Professor of Ocean and Climate Science

Antarctic Ocean and Sea Ice Response to Ozone Depletion: A Two-Time-Scale Problem

Antarctic Ocean and Sea Ice Response to Ozone Depletion: A Two-Time-Scale Problem.

(Ferreira, D., Marshall, J., Bitz, C.M., Solomon, S., and A. Plumb), Journal of Climate, vol. 28, pp. pages, 2015.

Abstract

The response of the Southern Ocean to a repeating seasonal cycle of ozone loss is studied in two coupled climate models and is found to comprise both fast and slow processes. The fast response is similar to the interannual signature of the southern annular mode (SAM) on sea surface temperature (SST), onto which the ozone hole forcing projects in the summer.
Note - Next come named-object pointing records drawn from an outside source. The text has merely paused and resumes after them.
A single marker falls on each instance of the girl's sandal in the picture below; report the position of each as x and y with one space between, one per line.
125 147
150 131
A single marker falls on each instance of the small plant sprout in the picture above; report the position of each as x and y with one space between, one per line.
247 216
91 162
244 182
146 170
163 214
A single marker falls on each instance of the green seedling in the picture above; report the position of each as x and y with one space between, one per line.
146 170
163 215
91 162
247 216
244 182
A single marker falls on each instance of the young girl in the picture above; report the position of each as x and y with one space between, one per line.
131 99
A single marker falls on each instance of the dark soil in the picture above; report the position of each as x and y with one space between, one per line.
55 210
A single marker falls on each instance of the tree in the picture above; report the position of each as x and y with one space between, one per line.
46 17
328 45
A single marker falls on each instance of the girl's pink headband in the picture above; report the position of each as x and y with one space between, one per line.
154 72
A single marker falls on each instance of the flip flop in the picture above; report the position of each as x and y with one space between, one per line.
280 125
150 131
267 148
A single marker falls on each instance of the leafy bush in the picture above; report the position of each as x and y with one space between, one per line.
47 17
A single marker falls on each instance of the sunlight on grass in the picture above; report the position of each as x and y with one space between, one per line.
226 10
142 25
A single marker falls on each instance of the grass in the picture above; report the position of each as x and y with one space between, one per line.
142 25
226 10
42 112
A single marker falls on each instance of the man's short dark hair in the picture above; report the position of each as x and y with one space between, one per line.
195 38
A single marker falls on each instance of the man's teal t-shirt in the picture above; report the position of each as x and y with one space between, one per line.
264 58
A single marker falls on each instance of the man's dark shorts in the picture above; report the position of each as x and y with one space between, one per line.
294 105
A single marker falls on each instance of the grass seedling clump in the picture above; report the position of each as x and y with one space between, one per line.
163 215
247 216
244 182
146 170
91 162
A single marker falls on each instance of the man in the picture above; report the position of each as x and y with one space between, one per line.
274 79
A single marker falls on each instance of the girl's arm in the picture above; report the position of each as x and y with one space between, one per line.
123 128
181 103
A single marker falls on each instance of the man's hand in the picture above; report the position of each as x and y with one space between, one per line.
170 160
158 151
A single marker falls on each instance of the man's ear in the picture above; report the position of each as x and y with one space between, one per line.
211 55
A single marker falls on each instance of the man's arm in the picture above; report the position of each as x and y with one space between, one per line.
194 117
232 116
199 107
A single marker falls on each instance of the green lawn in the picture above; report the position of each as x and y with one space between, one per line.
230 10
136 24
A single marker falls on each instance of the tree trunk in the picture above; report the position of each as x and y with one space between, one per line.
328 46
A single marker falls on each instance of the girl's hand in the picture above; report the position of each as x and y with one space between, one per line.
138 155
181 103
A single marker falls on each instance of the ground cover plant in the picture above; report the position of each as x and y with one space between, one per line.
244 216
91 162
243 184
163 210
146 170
It comprises enhanced northward Ekman drift, inducing negative summertime SST anomalies around Antarctica, earlier sea ice freeze-up the following winter, and northward expansion of the sea ice edge year-round. The enhanced northward Ekman drift, however, results in upwelling of warm waters from below the mixed layer in the region of seasonal sea ice. With sustained bursts of westerly winds induced by ozone hole depletion, this warming from below eventually dominates over the cooling from anomalous Ekman drift. The resulting slow time-scale response (years to decades) leads to warming of SSTs around Antarctica and ultimately a reduction in sea ice cover year-round. This two-time-scale behavior—rapid cooling followed by slow but persistent warming—is found in the two coupled models analyzed: one with an idealized geometry and the other with a complex global climate model with realistic geometry. Processes that control the time scale of the transition from cooling to warming and their uncertainties are described. Finally the implications of these results are discussed for rationalizing previous studies of the effect of the ozone hole on SST and sea ice extent.